“To Speak of Woe That Is in Marriage”
“It is the future generation that presses into being by means of these
exuberant feelings and supersensible soap bubbles of ours.” – Schopenhauer
“The hot night makes us keep our bedroom windows open.
Our magnolia blossoms. Life begins to happen.
My hopped up husband drops his home disputes,
and hits the streets to cruise for prostitutes,
free-lancing out along the razor’s edge.
This screwball might kill his wife, then take the pledge.
Oh the monotonous meanness of his lust…
It’s the injustice… he is so unjust–
whiskey-blind, swaggering home at five.
My only thought is how to keep alive.
What makes him tick? Each night now I tie
ten dollars and his car key to my thigh…
Gored by the climacteric of his want,
he stalls above me like an elephant.”
from Life Studies, Noonday, 1959
Hey hey! A poem by Cal! Weird: this is the poem oan Hambidge always mentions when we chat about Lowell’s work. Would be interested to hear what other people think about his one. (Note: There’s a typo in l. 10 ‘MY’ should be ‘my’ and l. 11 ‘hime’ should be ‘him’.)
Cal!
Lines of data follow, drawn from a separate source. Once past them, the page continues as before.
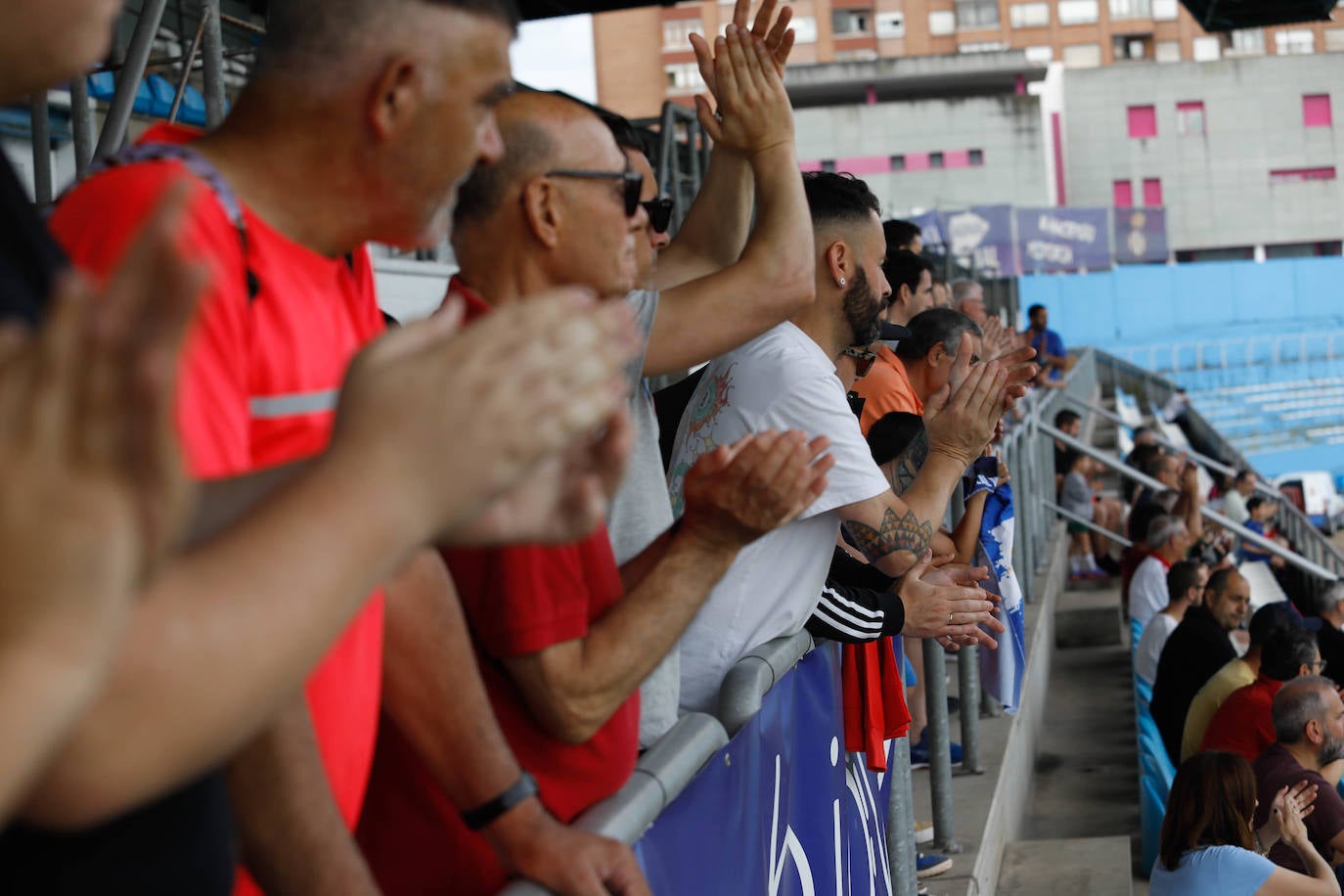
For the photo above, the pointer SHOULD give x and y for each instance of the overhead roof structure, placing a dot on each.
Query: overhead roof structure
(1232, 15)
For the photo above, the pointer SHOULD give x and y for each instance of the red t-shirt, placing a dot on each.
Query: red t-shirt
(1243, 723)
(257, 388)
(517, 602)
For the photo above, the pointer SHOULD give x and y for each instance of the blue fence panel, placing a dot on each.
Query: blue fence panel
(780, 810)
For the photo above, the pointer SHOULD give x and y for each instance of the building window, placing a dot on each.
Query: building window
(891, 24)
(1152, 191)
(1207, 49)
(1028, 15)
(977, 14)
(1082, 55)
(1131, 8)
(848, 22)
(676, 32)
(1316, 111)
(1294, 42)
(983, 46)
(1245, 42)
(1128, 46)
(1300, 175)
(804, 28)
(1142, 122)
(1189, 118)
(683, 76)
(1077, 13)
(942, 22)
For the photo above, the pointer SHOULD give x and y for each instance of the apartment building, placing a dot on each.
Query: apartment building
(643, 55)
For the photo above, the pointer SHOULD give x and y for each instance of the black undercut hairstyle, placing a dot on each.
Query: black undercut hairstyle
(836, 198)
(901, 233)
(300, 32)
(904, 269)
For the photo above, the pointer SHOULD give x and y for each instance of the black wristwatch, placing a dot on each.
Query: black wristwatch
(485, 813)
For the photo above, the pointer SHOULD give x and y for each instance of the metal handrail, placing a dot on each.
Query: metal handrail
(1254, 538)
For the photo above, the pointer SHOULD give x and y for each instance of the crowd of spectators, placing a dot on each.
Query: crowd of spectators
(300, 605)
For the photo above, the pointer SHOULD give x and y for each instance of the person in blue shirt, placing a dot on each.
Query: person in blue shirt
(1052, 355)
(1208, 845)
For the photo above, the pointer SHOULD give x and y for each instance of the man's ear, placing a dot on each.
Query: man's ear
(542, 211)
(839, 262)
(397, 97)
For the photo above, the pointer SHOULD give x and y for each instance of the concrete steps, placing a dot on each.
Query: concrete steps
(1093, 866)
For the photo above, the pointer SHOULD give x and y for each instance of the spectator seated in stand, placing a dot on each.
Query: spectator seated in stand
(1186, 583)
(1243, 724)
(1309, 730)
(1211, 846)
(1235, 675)
(1195, 650)
(1168, 542)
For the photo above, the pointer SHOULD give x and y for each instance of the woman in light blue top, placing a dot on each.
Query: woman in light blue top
(1208, 846)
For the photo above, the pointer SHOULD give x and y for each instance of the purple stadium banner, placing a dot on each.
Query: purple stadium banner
(981, 238)
(1063, 240)
(1140, 236)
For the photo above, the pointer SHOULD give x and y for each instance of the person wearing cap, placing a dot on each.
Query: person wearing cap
(906, 378)
(1235, 673)
(1243, 723)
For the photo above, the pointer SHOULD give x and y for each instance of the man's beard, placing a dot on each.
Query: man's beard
(862, 310)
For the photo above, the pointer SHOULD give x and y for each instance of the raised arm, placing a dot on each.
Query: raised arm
(773, 278)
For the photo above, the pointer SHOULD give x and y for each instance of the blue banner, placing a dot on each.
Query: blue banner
(783, 810)
(1002, 669)
(1063, 240)
(980, 238)
(1140, 236)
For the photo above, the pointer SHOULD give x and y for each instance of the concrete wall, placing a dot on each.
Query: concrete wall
(1179, 301)
(1006, 129)
(1217, 186)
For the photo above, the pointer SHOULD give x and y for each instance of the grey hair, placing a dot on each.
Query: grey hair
(1298, 701)
(1163, 529)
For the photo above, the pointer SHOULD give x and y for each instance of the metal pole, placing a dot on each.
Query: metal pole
(967, 676)
(940, 749)
(212, 64)
(81, 122)
(186, 72)
(128, 82)
(901, 823)
(42, 187)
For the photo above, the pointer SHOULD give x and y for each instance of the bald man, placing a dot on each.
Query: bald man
(564, 634)
(356, 125)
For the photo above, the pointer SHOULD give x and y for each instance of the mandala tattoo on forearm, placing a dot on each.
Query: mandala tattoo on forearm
(898, 532)
(910, 461)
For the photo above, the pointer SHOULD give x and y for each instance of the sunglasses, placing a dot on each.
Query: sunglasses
(633, 183)
(660, 214)
(863, 360)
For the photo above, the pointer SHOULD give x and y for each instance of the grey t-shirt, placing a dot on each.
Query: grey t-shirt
(642, 511)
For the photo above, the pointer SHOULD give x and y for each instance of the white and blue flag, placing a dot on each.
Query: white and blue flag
(1002, 669)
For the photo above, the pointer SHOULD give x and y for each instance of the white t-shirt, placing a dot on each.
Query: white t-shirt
(1150, 645)
(1148, 590)
(780, 381)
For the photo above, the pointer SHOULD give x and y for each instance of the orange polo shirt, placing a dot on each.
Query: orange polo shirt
(886, 389)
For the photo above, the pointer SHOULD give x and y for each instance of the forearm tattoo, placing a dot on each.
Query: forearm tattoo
(898, 532)
(908, 465)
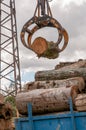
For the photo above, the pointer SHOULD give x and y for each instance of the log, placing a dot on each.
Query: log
(77, 81)
(71, 65)
(46, 100)
(60, 74)
(44, 48)
(80, 102)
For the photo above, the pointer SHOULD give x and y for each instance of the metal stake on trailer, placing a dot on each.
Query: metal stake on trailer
(9, 53)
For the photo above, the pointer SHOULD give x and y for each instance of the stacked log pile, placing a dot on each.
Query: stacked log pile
(5, 115)
(51, 90)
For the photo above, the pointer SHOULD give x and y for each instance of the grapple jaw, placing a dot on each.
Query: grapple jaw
(40, 45)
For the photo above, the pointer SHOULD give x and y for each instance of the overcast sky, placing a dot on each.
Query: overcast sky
(71, 15)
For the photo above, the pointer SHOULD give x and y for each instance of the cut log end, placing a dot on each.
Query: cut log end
(44, 48)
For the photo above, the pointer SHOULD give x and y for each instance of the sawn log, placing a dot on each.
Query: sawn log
(60, 74)
(80, 102)
(46, 100)
(77, 81)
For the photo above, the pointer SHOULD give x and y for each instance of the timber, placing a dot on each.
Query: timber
(60, 74)
(78, 81)
(80, 102)
(43, 48)
(46, 100)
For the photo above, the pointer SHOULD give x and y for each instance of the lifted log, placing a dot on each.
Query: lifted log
(44, 48)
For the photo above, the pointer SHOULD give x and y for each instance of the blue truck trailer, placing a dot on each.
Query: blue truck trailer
(71, 120)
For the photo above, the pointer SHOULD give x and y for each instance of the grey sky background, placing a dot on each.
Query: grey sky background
(72, 18)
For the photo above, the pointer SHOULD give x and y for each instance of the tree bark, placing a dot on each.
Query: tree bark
(80, 102)
(77, 81)
(46, 100)
(60, 74)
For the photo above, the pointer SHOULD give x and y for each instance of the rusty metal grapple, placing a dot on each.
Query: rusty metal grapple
(43, 18)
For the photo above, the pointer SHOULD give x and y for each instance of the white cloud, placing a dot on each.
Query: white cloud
(71, 15)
First time I hear someone other than a critic who was on familiar terms with him call him by that nickname. Now he feels like an uncle to me too.
Thanks for the proofing, Simon.
‘Joan Hambidge’ should be ‘Joan Hambidge’. The epigraph’s from Schopenhauer’s embarrasingly misogynistic essay, ‘The Metaphuysics of Love of the Sexes’.I still don’t know what ‘supersensible soapbubbles’ are, but following a talk with Sofianos, I suspect that the image might be the regarded as the kind of gain that’s often overlooked but which often accompanies losses of meaning in the course of translation. ‘To Speak …’ should ideally be read in conjunction with ‘Man and Wife’, the poem that precedes it in ‘Life Studies’, if only because in the latter poem the image of the magnolia recurs: ‘At last the trees are green on Marlborough Street, / blossoms on our magnolia ignite / the morning with their murdeous five days’ white.’ Genre: late-modern epithalamium. Weird because: it’s confessional without being confessional – a dramatic monologue which, because of the quotation marks, we must imagine as being spoken by Stafford, and which complements (but also complicates) the supposedly ‘confessional’ voice Lowell adopts throughout ‘Life Studies’. Best line: ‘This screwball might kill his wife, then take the pledge’, if only because it condenses the way in which Lowell’s ‘breakthrough’ volume consistently manages to conflate the personal with the political during the ‘tranquilized ‘Fifties’, encapsulating both the imperial and commercial growth of America during the Cold War as well as the insular, inward looking uncertainty accompanying the sense of banal horror behind the white picket fence of bourgeois domesticity.